(pic courtesy of A. Cabamungan)
Said to be the country’s second smallest province, the island is populated by about 81,000 people who occupy its 238 sq. km sprawl. Camiguin’s so small that you can practically go around it in less than a day’s time, thanks to a well-paved highway connecting its five towns—Catarman, Mahinog, Guinsiliban, Sagay and Mambajao, the capital town.
Getting around the island is a breeze given the presence of Camiguin's version of the tricycle, the motorela (or rela for short), which is a portmanteau for motorcycle and caritela. There are also several multicabs and motorcycles for hire (locally known as habal-habal) that shuttle people to their destinations.
Formed through centuries of volcanic activity and tectonic movements, Camiguin, whose most prominent geological feature are its volcanoes, is often dubbed as the "island born of fire." Pocked by about seven peaks, it’s probably the only island in the country that has more volcanoes than towns! Of the seven, however, it’s only Hibok-Hibok, which last erupted in 1951, that remains active. When it blew its top that time, the volcano caused so much irreparable damage to life, land and livelihood.

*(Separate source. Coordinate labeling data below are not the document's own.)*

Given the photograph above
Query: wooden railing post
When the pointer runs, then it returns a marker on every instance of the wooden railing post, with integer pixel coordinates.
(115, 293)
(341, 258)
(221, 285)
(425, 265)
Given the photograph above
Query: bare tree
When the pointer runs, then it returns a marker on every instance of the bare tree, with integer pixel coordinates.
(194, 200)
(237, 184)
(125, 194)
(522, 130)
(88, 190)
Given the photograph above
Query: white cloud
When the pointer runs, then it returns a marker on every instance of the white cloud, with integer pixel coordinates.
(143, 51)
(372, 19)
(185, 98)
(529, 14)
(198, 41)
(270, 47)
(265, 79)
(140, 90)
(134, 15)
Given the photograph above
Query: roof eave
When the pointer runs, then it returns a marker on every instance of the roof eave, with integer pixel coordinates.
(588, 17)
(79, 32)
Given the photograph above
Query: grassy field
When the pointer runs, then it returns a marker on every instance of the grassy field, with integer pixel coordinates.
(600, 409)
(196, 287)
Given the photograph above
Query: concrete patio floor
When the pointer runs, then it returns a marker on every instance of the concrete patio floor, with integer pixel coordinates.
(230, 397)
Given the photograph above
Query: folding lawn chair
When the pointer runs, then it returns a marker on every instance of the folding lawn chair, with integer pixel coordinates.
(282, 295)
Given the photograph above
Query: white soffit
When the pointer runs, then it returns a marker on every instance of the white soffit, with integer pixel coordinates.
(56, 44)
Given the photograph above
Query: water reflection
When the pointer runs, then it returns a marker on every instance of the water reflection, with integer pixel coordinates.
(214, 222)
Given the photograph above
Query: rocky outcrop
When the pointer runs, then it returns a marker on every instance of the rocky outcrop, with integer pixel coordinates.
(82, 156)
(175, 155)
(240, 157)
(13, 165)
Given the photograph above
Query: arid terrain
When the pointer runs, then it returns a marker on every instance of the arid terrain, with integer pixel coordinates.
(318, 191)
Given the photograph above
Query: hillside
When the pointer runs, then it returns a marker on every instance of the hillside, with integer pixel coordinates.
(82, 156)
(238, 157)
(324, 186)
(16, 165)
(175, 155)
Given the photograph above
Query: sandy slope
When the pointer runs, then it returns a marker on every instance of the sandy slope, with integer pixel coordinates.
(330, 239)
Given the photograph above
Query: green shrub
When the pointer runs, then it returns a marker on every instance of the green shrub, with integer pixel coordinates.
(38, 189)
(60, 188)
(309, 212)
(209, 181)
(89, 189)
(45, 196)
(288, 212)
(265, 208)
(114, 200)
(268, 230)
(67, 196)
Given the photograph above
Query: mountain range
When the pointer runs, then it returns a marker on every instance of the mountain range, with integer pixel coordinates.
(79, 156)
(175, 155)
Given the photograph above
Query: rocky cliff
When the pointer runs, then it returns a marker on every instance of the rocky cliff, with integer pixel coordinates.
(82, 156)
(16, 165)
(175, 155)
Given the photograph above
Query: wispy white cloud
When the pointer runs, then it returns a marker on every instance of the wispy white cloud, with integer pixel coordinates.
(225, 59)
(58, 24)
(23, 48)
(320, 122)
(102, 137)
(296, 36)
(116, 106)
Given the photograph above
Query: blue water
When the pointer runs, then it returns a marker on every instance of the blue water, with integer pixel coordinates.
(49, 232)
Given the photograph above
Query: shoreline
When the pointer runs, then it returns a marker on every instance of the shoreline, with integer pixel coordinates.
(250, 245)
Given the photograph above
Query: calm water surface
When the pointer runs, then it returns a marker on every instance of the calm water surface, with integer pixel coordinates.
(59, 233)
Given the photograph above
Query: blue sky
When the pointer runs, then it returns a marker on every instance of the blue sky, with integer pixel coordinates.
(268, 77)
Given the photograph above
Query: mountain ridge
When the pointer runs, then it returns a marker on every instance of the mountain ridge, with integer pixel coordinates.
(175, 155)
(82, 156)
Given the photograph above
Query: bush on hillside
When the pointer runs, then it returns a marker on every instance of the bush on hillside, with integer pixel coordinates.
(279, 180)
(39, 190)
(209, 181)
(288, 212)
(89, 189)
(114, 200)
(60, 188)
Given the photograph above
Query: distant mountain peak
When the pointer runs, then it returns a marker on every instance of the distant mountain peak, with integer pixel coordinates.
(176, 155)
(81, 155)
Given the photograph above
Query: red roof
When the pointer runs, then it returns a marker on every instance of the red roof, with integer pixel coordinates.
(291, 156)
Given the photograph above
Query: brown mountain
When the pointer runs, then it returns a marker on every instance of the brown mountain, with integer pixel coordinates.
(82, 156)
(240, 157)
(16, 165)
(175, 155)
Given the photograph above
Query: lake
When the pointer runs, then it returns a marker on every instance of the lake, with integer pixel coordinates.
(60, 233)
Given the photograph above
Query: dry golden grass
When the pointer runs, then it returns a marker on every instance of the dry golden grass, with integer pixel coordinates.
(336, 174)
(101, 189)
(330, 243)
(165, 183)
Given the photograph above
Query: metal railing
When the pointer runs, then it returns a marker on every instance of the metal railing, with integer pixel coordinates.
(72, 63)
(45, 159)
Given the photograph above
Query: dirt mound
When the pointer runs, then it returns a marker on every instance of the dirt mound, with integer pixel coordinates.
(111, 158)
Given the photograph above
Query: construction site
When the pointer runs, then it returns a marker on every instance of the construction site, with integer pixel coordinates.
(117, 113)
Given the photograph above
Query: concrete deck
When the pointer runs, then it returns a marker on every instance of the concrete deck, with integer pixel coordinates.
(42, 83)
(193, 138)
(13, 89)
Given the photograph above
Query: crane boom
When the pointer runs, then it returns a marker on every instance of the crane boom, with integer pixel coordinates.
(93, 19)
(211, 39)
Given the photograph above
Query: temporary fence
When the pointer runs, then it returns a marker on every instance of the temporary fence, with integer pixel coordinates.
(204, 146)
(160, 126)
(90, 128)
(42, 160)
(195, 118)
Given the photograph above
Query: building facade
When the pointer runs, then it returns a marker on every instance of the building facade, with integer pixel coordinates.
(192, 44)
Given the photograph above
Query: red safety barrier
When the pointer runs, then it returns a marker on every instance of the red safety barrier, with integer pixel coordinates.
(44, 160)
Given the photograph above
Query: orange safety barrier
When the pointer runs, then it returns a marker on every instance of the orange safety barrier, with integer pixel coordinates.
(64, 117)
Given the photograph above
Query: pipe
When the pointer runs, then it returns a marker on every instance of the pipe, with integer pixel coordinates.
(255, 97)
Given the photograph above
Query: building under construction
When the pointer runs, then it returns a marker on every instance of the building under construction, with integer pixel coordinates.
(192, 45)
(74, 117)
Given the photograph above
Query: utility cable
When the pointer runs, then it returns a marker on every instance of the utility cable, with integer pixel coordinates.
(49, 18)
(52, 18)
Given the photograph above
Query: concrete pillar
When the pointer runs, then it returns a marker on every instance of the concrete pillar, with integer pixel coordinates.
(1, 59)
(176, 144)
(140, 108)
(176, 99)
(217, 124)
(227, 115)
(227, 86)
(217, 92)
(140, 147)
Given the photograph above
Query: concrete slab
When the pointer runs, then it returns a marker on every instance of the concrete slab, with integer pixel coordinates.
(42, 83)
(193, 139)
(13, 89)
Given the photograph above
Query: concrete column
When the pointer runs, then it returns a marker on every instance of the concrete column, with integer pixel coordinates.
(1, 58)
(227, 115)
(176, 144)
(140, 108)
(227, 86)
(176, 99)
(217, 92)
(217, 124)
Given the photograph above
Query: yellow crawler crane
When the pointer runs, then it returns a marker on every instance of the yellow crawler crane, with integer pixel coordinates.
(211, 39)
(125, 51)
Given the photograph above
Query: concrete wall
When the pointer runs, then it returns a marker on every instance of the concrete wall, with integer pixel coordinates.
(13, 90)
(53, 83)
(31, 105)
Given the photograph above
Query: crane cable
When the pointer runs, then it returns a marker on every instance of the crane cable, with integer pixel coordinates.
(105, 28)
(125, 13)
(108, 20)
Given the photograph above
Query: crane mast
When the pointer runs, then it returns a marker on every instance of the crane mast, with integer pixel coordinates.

Call it bizarre but seeing the island's volcanoes, especially Hibok-Hibok, fired up my desire to go there. I even entertained the thought of scaling the peak. But it's also the same geographical peculiarity which ignited a spark of fear in me during my brief stay in the island. For a while, it gave me the creeps imagining the horror that struck the islanders when that capricious mountain went berserk.
Well, I guess we have to thank the Camiguingnons for the pleasurable week we had in the island. For it must have been their unwavering faith that's kept the sleeping dragon from unleashing its fury. As the cliché goes, faith can move mountains, perhaps even calm down that most hyperactive of Camiguin's volcanoes.